Une grande partie de votre ouvrage est consacré au « gigantesque marché de la PMA ». Que représente-t-il aujourd’hui en France et dans le monde ?

Selon une étude réalisée par McDermott, Will, and Emery, un cabinet d’avocats de premier plan, le marché mondial des services de fertilité – qui recouvrent aussi bien la PMA, la conservation des gamètes que la GPA… – devrait atteindre les 31 milliards de dollars en 2023, soit deux fois plus qu’en 2016 (environ 17 milliards de dollars).
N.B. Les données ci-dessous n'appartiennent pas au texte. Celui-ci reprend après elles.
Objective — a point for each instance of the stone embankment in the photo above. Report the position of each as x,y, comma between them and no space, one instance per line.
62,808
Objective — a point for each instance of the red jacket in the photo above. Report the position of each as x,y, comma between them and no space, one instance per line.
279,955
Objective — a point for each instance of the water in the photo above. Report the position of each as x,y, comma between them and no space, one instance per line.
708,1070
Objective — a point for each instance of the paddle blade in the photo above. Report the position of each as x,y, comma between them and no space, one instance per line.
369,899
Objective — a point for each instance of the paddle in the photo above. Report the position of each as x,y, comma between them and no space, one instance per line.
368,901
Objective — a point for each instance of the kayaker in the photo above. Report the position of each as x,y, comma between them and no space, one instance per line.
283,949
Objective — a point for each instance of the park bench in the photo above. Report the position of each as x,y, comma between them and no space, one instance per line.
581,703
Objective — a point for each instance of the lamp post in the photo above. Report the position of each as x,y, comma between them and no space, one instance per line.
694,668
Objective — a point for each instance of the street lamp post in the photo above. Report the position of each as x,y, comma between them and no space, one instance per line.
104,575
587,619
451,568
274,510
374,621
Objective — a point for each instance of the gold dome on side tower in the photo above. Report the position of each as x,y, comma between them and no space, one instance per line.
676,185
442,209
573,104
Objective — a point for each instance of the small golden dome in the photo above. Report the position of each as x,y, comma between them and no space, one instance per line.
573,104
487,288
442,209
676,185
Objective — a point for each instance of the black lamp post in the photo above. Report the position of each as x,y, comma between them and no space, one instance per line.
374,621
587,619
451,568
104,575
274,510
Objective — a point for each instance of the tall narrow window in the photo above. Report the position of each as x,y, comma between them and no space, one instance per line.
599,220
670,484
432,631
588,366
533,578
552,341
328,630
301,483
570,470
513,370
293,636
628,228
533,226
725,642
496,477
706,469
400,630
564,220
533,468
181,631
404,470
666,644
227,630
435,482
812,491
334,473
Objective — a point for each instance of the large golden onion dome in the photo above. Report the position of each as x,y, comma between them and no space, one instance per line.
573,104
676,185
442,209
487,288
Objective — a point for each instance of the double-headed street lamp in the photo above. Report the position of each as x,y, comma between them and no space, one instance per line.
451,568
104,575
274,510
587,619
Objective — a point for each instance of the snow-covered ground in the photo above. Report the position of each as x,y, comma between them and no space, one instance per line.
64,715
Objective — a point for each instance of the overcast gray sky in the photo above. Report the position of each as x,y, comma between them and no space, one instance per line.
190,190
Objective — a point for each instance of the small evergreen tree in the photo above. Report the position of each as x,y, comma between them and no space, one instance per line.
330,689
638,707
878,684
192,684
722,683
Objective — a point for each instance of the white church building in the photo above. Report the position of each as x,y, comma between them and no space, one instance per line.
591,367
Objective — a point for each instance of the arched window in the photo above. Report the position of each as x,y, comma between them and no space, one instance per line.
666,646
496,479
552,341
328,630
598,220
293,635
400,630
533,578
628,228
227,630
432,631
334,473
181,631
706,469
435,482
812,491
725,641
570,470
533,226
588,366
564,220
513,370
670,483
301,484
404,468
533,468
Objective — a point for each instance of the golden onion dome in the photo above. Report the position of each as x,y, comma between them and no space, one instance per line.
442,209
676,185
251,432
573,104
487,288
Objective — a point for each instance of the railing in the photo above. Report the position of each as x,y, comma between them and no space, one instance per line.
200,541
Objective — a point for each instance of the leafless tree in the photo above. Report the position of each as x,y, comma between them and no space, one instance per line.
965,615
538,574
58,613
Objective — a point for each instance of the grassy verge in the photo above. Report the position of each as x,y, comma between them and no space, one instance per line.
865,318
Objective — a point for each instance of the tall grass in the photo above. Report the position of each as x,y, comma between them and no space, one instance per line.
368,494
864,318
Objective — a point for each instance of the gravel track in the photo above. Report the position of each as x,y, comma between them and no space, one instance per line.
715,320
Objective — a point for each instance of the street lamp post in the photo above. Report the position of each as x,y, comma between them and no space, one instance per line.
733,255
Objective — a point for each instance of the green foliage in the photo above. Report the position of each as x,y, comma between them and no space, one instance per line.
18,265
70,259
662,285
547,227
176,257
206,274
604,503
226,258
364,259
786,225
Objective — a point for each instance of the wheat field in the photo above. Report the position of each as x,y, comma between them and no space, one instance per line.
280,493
En France, le poids des actes liés à la PMA, sur la totalité de ceux pris en charge par la Sécurité sociale, a été chiffré par la Cour des comptes en 2019, mais pour l’année 2016, à 295 millions d’euros. Depuis, on peut penser que ce chiffre frôle les 350 millions d’euros. Notre législation, encore assez contraignante, explique que ce marché soit encore très restreint en France par rapport à d’autres pays. C’est pour cela que les acteurs de ce marché, qui s’annonce extrêmement lucratif, veulent déverrouiller la législation française pour pouvoir y accéder librement.